Le travail a deux dimensions. Il y a le travail concret qui est
l'ensemble des actes, des actions destinés à humaniser la nature, à
la rendre habitable par celui ou celle qui travaille ou ses pairs.
Cette notion du travail est inséparable de la vie, du désir, de
l'ambition (plus ou moins honorable, d'ailleurs) ou de l'envie de
vie, d'échange social. Ce travail, le travail concret traduit
l'ambition de modifier la nature, de prendre part à la vie.
L'emploi, par contre, utilise le travail concret, la façon
humaine, la modification de l'environnement par les humains mais le
travail concret n'a nul besoin du cadre de l'emploi pour se
déployer.
Le travail abstrait, par contre, ressortit à la valeur économique,
à la valeur d'échange. Cette valeur est construite par les rapports
de force sociaux - étrangers à la nature en tant que telle. Cette
valeur est liée à la reconnaissance sociale d'une valeur relative
d'une marchandise produite par un travail concret à l'occasion de la
mise en disponibilité du travail concret au travail abstrait, à
l'occasion de l'emploi. Les différences de valeurs relatives
produites par du travail concret spécifique construisent la
hiérarchie des valeurs économiques, des valeurs d'échange. Le
travail abstrait est construit par la valeur sociale, par la
hiérarchie sociale des valeurs. C'est là que se joue aussi bien la
lutte des classes que la définition d'une société pour elle-même.

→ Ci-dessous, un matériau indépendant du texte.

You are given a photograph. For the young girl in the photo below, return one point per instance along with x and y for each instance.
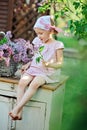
(47, 70)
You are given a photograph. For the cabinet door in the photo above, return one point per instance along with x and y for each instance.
(33, 117)
(5, 107)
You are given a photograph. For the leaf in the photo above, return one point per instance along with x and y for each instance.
(76, 4)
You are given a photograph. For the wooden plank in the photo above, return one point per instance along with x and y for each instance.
(51, 86)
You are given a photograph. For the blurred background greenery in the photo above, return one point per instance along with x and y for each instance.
(71, 16)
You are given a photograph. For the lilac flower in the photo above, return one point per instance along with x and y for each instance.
(19, 50)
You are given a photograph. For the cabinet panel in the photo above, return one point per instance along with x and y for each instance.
(5, 107)
(33, 117)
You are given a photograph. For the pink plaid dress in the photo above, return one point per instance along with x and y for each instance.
(49, 54)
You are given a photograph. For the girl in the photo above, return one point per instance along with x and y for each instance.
(46, 70)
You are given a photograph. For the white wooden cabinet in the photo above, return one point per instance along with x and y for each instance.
(42, 112)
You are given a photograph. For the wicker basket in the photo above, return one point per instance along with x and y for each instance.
(7, 71)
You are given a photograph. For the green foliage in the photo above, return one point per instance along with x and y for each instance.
(3, 41)
(65, 9)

Le travail abstrait est construit par la violence sociale, il
agglomère cette violence sociale dans la valorisation du temps, dans
la valorisation différenciée et hiérarchisée du temps de travail
des producteurs. La reconnaissance de la valeur abstraite, de la
valeur économique est déterminée par une lutte pour la prééminence
sociale, pour la valorisation du mode de production économique d'une
classe, d'une pratique sociale de l'économie. Pour les classes
sociales, il s'agit non seulement d'affirmer leur légitimité dans
la production de valeur sociale mais même leur prééminence, le
caractère exclusif de cette production. Pour les actionnaires, les
investisseurs risquent, ils créent de la valeur alors
que, pour les travailleurs, c'est le travail qui crée la valeur
économique.
Selon une vision marxiste de l'anthropologie, les deux types de
travail (concret, lié à la nature, à l’anthropologie, et
abstrait, lié aux rapports de force sociaux) sont inséparables de
l'humanité. L'enjeu est alors de faire bouger les lignes par rapport
à la définition du travail abstrait - mais, là, les tactiques
envisagées sont aussi multiples que le nombre de dissidences,
d'écoles, de chapelles, de mouvements marxistes ou marxisant.